Final thoughts. Ultimately, the best chatbot for you will depend on your specific needs and preferences. If you need up-to-date information and a conversational tone, Bard may be more suited. If you need to summarise text or want to generate creative writing, however, ChatGPT may be a better fit.

Which is better, ChatGPT or Copilot? ›

You should use Copilot if...

One of the biggest problems with ChatGPT is the inability to confirm the accuracy of its responses, as the tool does not provide sources. Even though the May update to ChatGPT made it possible for the chatbot to browse the internet, ChatGPT still only provides links in some instances.

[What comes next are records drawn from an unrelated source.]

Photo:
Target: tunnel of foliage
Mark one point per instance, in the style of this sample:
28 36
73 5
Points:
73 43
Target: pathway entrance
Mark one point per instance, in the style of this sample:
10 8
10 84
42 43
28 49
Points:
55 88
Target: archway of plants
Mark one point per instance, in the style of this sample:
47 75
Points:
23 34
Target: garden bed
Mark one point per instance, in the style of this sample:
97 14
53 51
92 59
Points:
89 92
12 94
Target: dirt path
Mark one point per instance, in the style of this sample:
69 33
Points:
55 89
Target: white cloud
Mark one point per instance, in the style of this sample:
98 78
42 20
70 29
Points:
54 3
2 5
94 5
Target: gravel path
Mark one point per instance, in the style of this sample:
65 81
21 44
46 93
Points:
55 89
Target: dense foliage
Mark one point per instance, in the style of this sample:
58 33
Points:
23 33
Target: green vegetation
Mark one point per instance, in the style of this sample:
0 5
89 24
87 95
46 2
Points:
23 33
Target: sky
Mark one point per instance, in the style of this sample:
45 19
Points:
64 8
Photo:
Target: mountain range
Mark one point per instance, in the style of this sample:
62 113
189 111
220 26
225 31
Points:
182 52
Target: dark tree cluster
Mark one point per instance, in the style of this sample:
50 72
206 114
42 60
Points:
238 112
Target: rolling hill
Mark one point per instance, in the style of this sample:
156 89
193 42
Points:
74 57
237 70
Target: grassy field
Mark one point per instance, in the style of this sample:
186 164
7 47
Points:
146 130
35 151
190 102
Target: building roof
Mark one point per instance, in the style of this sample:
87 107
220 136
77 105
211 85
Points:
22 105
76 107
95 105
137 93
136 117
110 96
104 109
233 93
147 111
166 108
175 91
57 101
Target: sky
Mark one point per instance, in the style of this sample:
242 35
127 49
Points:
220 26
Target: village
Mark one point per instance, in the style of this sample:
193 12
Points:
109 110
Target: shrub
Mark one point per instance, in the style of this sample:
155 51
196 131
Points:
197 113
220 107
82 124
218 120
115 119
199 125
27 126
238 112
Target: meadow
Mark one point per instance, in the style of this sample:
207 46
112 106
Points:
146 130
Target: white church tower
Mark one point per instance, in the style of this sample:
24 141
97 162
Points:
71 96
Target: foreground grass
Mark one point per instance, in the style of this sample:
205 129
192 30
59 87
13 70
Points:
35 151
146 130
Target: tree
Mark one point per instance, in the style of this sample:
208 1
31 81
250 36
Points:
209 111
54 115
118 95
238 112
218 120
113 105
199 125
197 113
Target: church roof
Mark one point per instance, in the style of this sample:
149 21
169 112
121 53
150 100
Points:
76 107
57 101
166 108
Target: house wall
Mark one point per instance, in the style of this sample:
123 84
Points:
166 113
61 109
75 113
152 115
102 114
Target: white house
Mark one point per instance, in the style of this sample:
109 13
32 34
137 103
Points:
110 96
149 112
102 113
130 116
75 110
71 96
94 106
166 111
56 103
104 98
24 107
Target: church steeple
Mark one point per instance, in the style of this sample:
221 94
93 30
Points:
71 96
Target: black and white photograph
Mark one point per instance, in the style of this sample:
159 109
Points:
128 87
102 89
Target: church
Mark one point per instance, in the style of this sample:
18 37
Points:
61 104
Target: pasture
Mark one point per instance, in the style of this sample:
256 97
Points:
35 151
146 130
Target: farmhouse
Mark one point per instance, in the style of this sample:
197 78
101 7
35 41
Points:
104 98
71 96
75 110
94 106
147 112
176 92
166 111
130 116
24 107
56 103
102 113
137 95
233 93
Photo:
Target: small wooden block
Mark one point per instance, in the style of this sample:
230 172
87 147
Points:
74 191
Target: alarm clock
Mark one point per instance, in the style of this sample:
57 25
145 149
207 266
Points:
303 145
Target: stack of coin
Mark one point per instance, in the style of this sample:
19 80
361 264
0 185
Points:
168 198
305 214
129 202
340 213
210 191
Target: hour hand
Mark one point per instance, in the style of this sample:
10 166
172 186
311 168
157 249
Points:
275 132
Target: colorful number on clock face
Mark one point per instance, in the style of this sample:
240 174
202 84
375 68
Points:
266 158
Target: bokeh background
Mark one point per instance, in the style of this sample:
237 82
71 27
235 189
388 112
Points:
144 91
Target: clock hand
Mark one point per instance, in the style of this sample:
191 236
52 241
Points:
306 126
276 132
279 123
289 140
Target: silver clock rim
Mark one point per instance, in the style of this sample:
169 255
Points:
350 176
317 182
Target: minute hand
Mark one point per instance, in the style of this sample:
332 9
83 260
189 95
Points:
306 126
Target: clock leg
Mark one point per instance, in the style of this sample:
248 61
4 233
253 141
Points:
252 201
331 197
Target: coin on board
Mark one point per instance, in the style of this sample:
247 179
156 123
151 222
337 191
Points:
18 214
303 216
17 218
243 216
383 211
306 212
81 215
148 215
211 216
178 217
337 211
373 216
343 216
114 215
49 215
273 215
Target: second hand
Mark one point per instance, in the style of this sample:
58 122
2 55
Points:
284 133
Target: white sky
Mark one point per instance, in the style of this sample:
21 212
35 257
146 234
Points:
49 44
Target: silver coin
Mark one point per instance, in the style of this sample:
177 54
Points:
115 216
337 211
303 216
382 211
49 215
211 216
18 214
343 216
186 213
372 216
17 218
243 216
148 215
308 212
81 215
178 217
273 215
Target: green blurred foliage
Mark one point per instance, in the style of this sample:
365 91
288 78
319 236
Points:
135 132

How much is Gemini vs ChatGPT API? ›

Gemini Chatbot Pricing

Free: Try Gemini Pro for free in supported countries or opt for Gemini Advanced via Google One AI Premium plan for $19.99/month. ChatGPT Chatbot Pricing: Free access to GPT-3.5 or opt for paid options like ChatGPT Plus starting at $20/month.

Top Articles
Latest Posts
Article information

Author: Moshe Kshlerin

Last Updated:

Views: 6630

Rating: 4.7 / 5 (77 voted)

Reviews: 84% of readers found this page helpful

Author information

Name: Moshe Kshlerin

Birthday: 1994-01-25

Address: Suite 609 315 Lupita Unions, Ronnieburgh, MI 62697

Phone: +2424755286529

Job: District Education Designer

Hobby: Yoga, Gunsmithing, Singing, 3D printing, Nordic skating, Soapmaking, Juggling

Introduction: My name is Moshe Kshlerin, I am a gleaming, attractive, outstanding, pleasant, delightful, outstanding, famous person who loves writing and wants to share my knowledge and understanding with you.